Several people face serious drug charges for an alleged scheme to receive high-grade marijuana and hash through UPS delivery from California.

The drugs are worth more than $10,000, and the charges could lead to several years of prison time.

Sioux Falls police don't see a lot hash being dealt in Sioux Falls. That's a drug that gives the same effects as marijuana, but has much higher concentration of THC. The details of the bust sound like a drug delivery gone wrong for the suspects.

If he had been home at first, a Sioux Falls drug deal might have gone through. But when UPS delivery showed up at Robert Lentsch's house with a package full of drugs from California, police say his older brother answered the door and refused it, not recognizing the name on the package.

UPS opened it up and upon finding drugs, called police.

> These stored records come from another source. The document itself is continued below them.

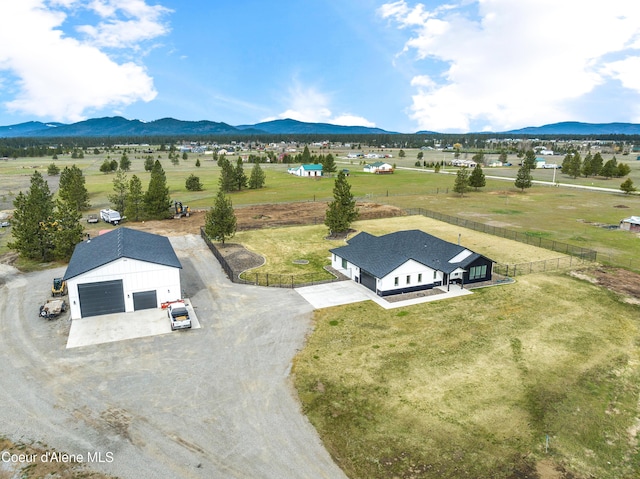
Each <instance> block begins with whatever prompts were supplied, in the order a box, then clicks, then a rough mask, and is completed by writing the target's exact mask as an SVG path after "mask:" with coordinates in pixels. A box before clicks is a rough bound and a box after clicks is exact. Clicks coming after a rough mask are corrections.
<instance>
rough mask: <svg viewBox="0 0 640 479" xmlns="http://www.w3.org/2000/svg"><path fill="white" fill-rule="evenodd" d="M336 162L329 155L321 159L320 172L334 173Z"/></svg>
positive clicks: (327, 154)
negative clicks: (321, 169)
mask: <svg viewBox="0 0 640 479" xmlns="http://www.w3.org/2000/svg"><path fill="white" fill-rule="evenodd" d="M337 169H338V168H337V166H336V161H335V159H334V157H333V155H332V154H331V153H329V154H327V155H326V156H324V157H323V158H322V172H323V174H324V173H335V172H336V170H337Z"/></svg>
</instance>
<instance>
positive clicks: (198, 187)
mask: <svg viewBox="0 0 640 479" xmlns="http://www.w3.org/2000/svg"><path fill="white" fill-rule="evenodd" d="M184 186H185V188H186V189H187V190H189V191H202V183H200V177H199V176H196V175H194V174H193V173H192V174H191V175H189V177H188V178H187V181H185V185H184Z"/></svg>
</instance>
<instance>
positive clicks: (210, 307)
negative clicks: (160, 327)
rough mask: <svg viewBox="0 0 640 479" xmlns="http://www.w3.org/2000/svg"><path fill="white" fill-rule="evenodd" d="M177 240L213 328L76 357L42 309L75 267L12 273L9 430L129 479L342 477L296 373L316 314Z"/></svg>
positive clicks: (155, 339) (7, 346)
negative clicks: (314, 426)
mask: <svg viewBox="0 0 640 479" xmlns="http://www.w3.org/2000/svg"><path fill="white" fill-rule="evenodd" d="M171 242H172V244H173V246H174V249H175V250H176V253H177V255H178V257H179V258H180V261H181V262H182V265H183V268H184V269H183V271H182V285H183V289H184V291H185V293H186V296H187V297H189V298H190V299H191V302H192V304H193V306H194V308H195V310H196V312H197V314H198V318H199V319H200V323H201V325H202V328H201V329H199V330H192V331H185V332H178V333H172V334H165V335H160V336H154V337H147V338H141V339H136V340H128V341H120V342H115V343H108V344H100V345H95V346H87V347H80V348H73V349H66V348H65V344H66V340H67V334H68V331H69V325H70V323H69V322H68V320H67V318H68V316H66V317H64V318H59V319H57V320H53V321H46V320H44V319H42V318H39V317H38V315H37V312H38V305H39V304H40V302H41V301H43V300H44V299H46V298H47V295H48V291H49V288H50V284H51V279H52V278H53V277H54V276H57V275H60V274H62V273H63V269H62V268H61V269H55V270H48V271H44V272H36V273H28V274H20V273H18V272H16V271H15V270H13V269H12V268H10V267H3V266H2V265H0V268H1V269H0V351H1V354H2V358H3V368H2V371H3V372H2V374H1V375H0V404H2V407H0V424H1V425H2V426H1V429H0V435H6V436H7V437H8V438H9V439H12V440H14V441H19V440H23V441H27V442H30V441H41V442H42V443H44V444H45V446H44V447H45V448H49V449H51V450H53V449H54V448H55V449H56V450H58V451H65V452H67V453H71V454H83V455H84V457H85V458H86V457H87V453H92V454H93V453H96V452H100V453H102V456H103V457H109V456H107V454H108V453H111V454H112V455H113V456H112V457H113V461H112V462H104V463H93V464H90V467H91V468H93V469H96V470H100V471H103V472H106V473H109V474H114V475H117V476H120V477H122V478H147V477H148V478H177V477H187V478H192V477H193V478H199V477H202V478H207V479H209V478H278V479H282V478H296V479H297V478H321V477H326V478H344V477H345V476H344V474H343V473H342V472H341V471H340V469H339V468H338V467H337V466H336V465H335V464H334V462H333V461H332V459H331V457H330V456H329V454H328V453H327V452H326V450H325V449H324V447H323V446H322V444H321V443H320V440H319V438H318V436H317V434H316V432H315V430H314V429H313V427H312V426H311V425H310V424H309V422H308V421H307V419H306V418H305V416H304V415H302V413H301V412H300V405H299V402H298V400H297V398H296V393H295V390H294V389H293V387H292V385H291V381H290V378H289V370H290V367H291V361H292V359H293V357H294V355H295V354H296V352H297V351H298V350H299V349H300V348H302V347H303V345H304V340H305V335H306V334H307V333H308V331H309V328H310V327H311V311H312V308H311V306H310V305H309V304H308V303H307V302H306V301H305V300H304V299H302V298H301V297H300V295H298V293H296V292H295V291H293V290H286V289H271V288H269V289H267V288H260V287H254V286H243V285H235V284H233V283H231V282H229V281H228V280H227V279H226V277H225V276H224V273H223V272H222V270H221V268H220V266H219V264H218V263H217V261H216V260H215V258H214V257H213V255H212V254H211V253H210V252H209V251H208V249H207V247H206V245H205V244H204V242H203V241H202V240H201V239H200V238H199V237H198V236H195V235H188V236H181V237H172V238H171ZM133 321H135V316H134V314H132V322H133ZM132 327H134V326H132Z"/></svg>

They went ahead and re-delivered the package to Lentsch and Corey Jahn, who police say accepted it. But they weren't the ones who ordered the four-pounds of marijuana and quarter-pound of hash.

"They were the ones who were going to accept the package then transfer to the other people at Valhalla Blvd.," says Police Information Officer Loren McManus.

Prosecutors say Lentsch admitted to police he'd be paid in money and marijuana for accepting the package for Travis Van Wyk and Christopher Bootsma, knowing it would be drugs.

"I don't think it's uncommon in Sioux Falls to have drugs delivered in this manner. I think the fact we're seeing this hash is what makes this particular case unique," McManus says.

The hash was individually wrapped, apparently ready for distribution. And when police searched Bootsma's home on Valhalla Blvd, they say they found information connecting him and Van Wyk to the the package.

Police then took the suspected drug dealers off the streets.

Two other people arrested in this case don't face as serious charges. Nicole Straatmeyer, who lives with Bootsma faces some charges because that's a home where police believe drugs are kept or sold. 

And Lentsch's older brother Jeremy, the one who refused the package, was arrested for allegedly having a small amount of marijuana.

http://www.keloland.com/News/NewsDetail6371.cfm?Id=0,65655


----------



## BenDover (Jan 25, 2008)

This article shows how stupid the laws are in the U.S. 

This is technically a bust of a small business. If the government turned around and legalized MJ, then they would be able to tax the sales of all of this plus give many jobs in the form of small distribution companies such as this one that was busted. And, the small business would have to pay taxes to be able to  stay in business.

More money for the government, more jobs=happier people, happier people=more taxes. 

I guess I am just high and I am rambling but, I think I got my message across. :stoned:


----------



## jraddude (Jan 29, 2008)

I like how Jeremy, the guy who refused the package and thus led them to the whole drug bust thing, got arrested anyways for having some pot on him. Where is Sioux Falls, south dakota? Crazy, in CA the cops usually ignore weed and leave it alone if its a small amount.


----------



## I'ma Joker Midnight Toker (Jan 29, 2008)

Just possibly stupidity got them busted, maybe...at least let the brother know a package is coming, but then why wouldn't UPS just return it to the sender, hmmmm.......sounds like there is more to it than that...


----------